I spent Wednesday and Thursday in Madrid at a major gathering 15 years after the historic conference on peace in the Middle East. The meeting was supported by the Foreign Ministers of Spain, Norway, Denmark and Sweden and brought together for informal discussions many key decision-shapers from the region.
All in all I flew back from Madrid with a marginally less pessimistic assessment of the situation. Things could easily go very wrong – but there is a slight possibility that we might succeed in turning things around.
In my opening remarks I stressed that time is not necessarily on the side of peace any longer.

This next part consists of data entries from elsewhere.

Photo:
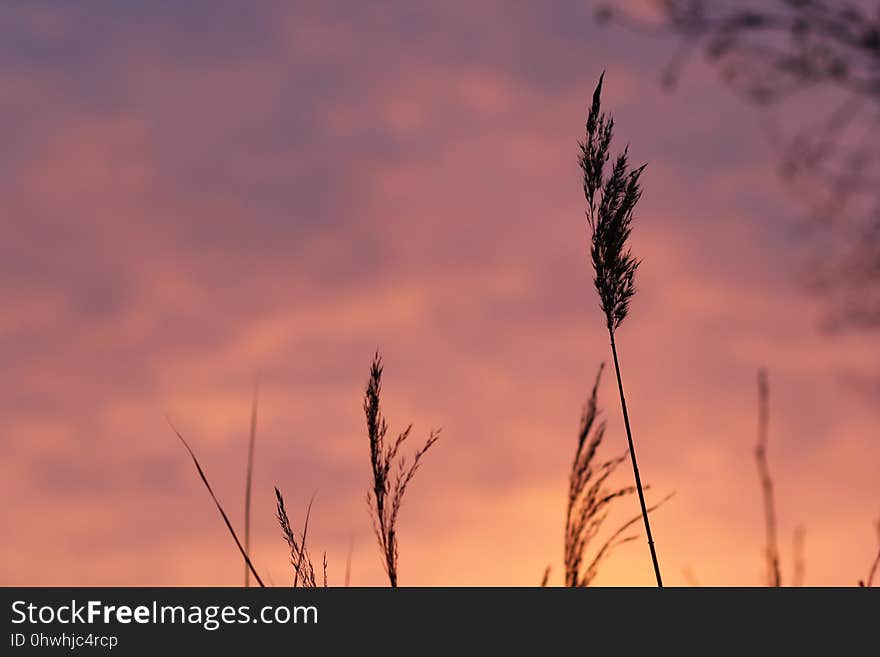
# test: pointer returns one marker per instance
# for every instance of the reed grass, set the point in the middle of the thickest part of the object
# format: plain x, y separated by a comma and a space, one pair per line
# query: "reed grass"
385, 498
611, 201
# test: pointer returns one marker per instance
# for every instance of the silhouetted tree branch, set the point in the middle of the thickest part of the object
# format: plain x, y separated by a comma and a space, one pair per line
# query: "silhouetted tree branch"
814, 66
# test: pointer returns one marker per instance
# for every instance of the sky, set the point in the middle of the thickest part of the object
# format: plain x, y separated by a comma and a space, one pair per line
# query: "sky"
199, 197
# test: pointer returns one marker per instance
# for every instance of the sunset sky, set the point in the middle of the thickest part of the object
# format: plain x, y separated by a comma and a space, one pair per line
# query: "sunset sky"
199, 194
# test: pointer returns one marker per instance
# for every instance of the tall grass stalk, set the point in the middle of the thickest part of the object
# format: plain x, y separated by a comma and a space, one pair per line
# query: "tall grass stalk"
611, 202
303, 568
771, 549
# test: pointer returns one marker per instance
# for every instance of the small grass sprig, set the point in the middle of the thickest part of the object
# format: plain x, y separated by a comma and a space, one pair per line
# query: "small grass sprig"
611, 201
303, 568
386, 496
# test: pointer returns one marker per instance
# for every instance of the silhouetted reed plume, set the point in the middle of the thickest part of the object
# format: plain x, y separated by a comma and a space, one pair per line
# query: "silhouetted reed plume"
385, 498
589, 499
611, 201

There is a risk of not only rising tensions but also the rise of forces that might challenge the very foundations on which peace must be built. So, time is of the essence, and what we need is no longer a peace process – what we need is peace.
Back in Stockholm from Madrid I followed the latest move in the somewhat bizarre efforts to attack my due to the remumeration I received from some of my board positions before becoming Foreign Ministers.

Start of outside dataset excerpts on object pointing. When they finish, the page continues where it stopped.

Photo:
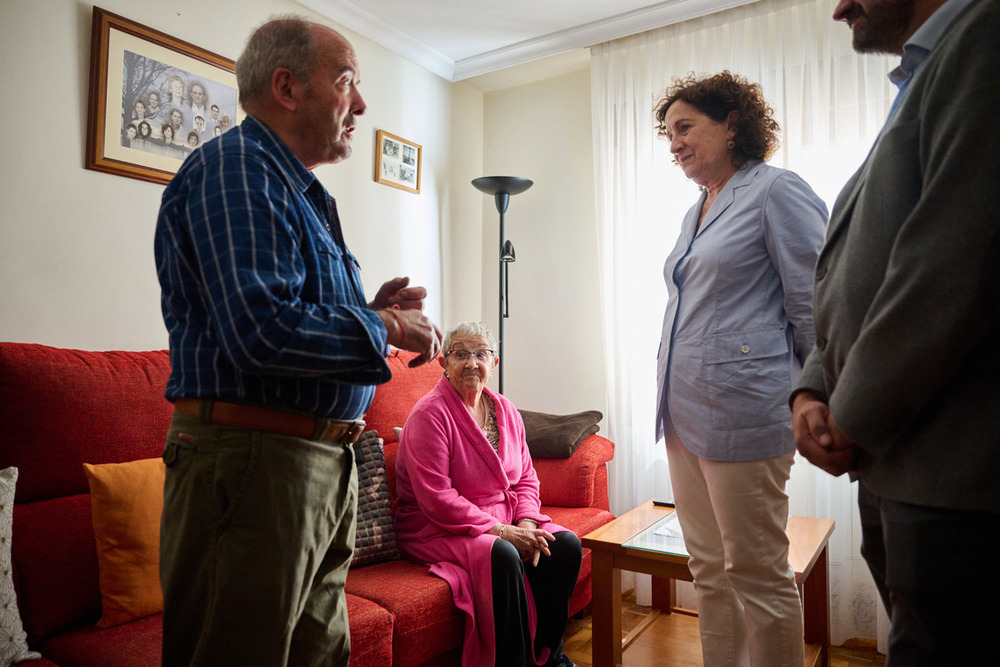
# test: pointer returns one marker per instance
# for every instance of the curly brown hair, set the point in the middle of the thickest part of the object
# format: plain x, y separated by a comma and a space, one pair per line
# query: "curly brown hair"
719, 95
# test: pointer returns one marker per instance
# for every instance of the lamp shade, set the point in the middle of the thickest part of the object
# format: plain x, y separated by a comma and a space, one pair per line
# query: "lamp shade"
510, 185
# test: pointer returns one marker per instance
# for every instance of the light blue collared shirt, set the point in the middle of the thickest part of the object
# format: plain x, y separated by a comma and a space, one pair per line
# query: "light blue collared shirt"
922, 41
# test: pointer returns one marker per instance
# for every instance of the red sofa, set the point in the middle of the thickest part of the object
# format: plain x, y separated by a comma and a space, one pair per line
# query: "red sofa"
60, 408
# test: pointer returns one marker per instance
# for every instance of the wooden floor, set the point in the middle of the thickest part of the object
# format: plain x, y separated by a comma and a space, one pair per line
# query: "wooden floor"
672, 639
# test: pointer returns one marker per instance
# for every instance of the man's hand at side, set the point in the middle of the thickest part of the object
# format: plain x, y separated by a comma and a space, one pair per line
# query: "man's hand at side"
818, 438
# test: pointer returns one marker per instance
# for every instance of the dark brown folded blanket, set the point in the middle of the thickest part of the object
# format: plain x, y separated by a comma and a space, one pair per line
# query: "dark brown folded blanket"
558, 436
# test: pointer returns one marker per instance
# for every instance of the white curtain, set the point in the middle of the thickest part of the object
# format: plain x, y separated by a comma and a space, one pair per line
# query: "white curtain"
830, 103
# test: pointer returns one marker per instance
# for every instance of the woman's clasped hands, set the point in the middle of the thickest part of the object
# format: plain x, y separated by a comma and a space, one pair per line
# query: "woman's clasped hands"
530, 541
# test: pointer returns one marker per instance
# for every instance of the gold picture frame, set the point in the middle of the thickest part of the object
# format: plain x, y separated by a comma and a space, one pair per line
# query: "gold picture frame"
142, 81
397, 162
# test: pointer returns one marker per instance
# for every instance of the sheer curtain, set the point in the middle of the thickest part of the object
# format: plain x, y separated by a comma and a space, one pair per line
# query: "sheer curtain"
830, 103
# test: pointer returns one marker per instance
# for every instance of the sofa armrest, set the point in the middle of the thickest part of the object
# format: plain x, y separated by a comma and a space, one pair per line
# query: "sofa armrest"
580, 480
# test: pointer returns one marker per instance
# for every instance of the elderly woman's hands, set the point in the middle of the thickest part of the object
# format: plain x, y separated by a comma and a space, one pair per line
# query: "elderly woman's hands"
529, 540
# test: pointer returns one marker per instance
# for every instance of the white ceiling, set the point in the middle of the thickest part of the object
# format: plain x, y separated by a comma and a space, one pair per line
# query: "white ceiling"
458, 39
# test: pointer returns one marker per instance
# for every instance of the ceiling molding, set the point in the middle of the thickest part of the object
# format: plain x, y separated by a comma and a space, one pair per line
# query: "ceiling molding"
352, 17
356, 19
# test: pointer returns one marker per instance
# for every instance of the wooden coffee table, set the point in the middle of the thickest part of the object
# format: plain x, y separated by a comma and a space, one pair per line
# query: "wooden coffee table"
809, 538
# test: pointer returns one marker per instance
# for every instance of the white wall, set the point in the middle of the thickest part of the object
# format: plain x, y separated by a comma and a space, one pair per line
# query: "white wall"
76, 262
552, 346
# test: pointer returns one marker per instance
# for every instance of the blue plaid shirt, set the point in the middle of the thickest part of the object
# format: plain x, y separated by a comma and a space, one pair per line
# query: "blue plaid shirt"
261, 298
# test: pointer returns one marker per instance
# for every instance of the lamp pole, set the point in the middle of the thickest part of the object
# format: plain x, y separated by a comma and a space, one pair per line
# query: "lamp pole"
502, 187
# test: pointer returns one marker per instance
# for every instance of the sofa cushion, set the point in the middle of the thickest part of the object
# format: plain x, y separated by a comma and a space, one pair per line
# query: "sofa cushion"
427, 623
60, 408
136, 644
55, 565
557, 436
375, 537
570, 482
127, 502
371, 633
13, 639
393, 400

Specifically, it concerned the share options I received as part of the board remumeration from the investment company Vostok Nafta. As appropriate, I sold them as soon as I could, but to some that wasn’t enough and they called for all sorts of investigations.
As is usual in this sort of case, there was the usual media frenzy as well. The media hunts in herds.
But earlier today the legal inquiry very solidly rejected all the accusations and attempts to smear me. This was the much stronger as it come from a prosecutor well known for taking the strictest of views on these sorts of issues.
Naturally, this will not stop the political opposition. They have nothing to say about foreign affairs – but smear campaigns they can always mount. I don’t think there are too many who will be much impressed by their efforts.
From Stockholm I flew to Vilnius for a very special evening.
Tonight is 16 years since Soviet forces stormed the TV tower in Vilnius in their attempts to smash the forces of freedom and democracy. Thirteen young people lost their lives that night.
I attended the commemorative vigil outside the Parliament building tonight, meet the heroes of those days and was also suddenly invited the address all those that had gathered to remember, to sing the songs and to express their faith in their country.
And tomorrow I will address the special session of Parliament. I will speak about our vision for all of Europe, and the text will be available on the Swedish Ministry for Foreign Affairs web site immediately.
Then I stay here during the day.
I’ll see the KGB museum. And I’ll see my old friend Emmanual Zingeris to continue discussions on efforts to restore parts of the old ghetto of Vilnius. This was – before the immense tragedy of the Holocaust – the Jerusalem of Eastern Europe, and the contribution that Jews from here have done in many countries has been enormous.
Before flying home I will attend – with the President and the Prime Minister – the special commemorative mass in Vilnius Cathedral.